M comme Magie

Il y a peu nous sommes partis à la montagne et j’ai retrouvé une excitation de gosse à l’idée de revoir la neige, de faire de la luge, du ski et des bonhommes de neige. Parce que cette fois-ci et pour la première fois, il y avait justement un gosse avec moi et que, depuis qu’il est là, je redécouvre le monde, un sentiment d’inexploré qui réveille l’âme.

C’est une chose entendue et même rabâchée qu’un enfant vous fait redécouvrir le monde, vous émerveiller de nouveau devant des choses simples. C’est vrai, mais cela mérite d’aller voir ce qui se cache derrière ce beau slogan.

C’est d’abord la nécessité d’aider l’enfant à décrypter le monde, nommer ce qu’il voit, répondre aux « pourquoi ». Pour rendre cela compréhensible, on ne peut faire autrement que de se mettre à sa hauteur, et regarder avec ses yeux. Et vu de là, tout est assez incroyable : inconnu, imprévisible, insensé même parfois. Tout est tellement vivant haut de trois pommes.

Aussi, cela rend beaucoup plus attentif et réceptif à l’environnement immédiat. Tout ce que l’on voit à longueur de journée est une mine de questionnements et de découvertes. Il y a la nature si l’on a la chance que celle-ci nous soit proche. Par exemple, je n’ai jamais autant touché l’écorce des arbres, nous l’avons regardé de très près avec A. Je lui ai montré comment l’enlever, comme des petites croutes qu’on retire de la peau, en la soulevant doucement par une extrémité. Nous observons les fourmis, les papillons, les vers de terre mais aussi les mouches qui partagent impunément nos habitations.

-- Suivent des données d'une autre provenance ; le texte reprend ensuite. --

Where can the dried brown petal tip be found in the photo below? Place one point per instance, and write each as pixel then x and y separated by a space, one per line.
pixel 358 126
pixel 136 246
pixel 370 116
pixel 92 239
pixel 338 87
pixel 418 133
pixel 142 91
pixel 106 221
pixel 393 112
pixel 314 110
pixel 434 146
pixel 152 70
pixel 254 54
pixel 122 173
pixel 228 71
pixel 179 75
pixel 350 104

Moi qui ne faisais que peu de cas des animaux je les considère aujourd’hui avec curiosité et étonnement si je me mets à la place de mon fils. Se retrouver pour la première fois face à une vache à cornes, bavant et mâchant de l’herbe, son corps massif se mouvant doucement m’a fait un sacré effet. Et ces animaux si banals qui dépassent parfois Arthur d’une tête, courent et produisent cet aboiement bruyant ? Et ceux qui volent dans le ciel, traversent notre champ de vision et disparaissent on ne sait où ?

D’ailleurs, j’ai vraiment redécouvert les oiseaux. Parce que nous vivons dans un parc et que notre terrasse donne sur un bois, nous sommes aux premières loges des va-et-vient des volatiles. J’ai pris conscience que la diversité des oiseaux de notre environnement était très réduite et j’ai donc appris à faire la différence entre une dizaine d’espèces et à en connaître le nom. Avec A. nous les nourrissons et observons leurs venues, nous nous exclamons de leurs batailles, écoutons leurs cris.

Dans le registre de la nature, il y a aussi la danse infinie de la lune et du soleil qui m’apparait stupéfiante. Voir la nuit venir et manger le soleil, si on n’est pas sûr qu’il reviendra, c’est presque effrayant. Jouer tous les soirs à trouver la lune et  voir sous quelle forme elle se présente, s’en faire une amie, sur laquelle on peut toujours compter.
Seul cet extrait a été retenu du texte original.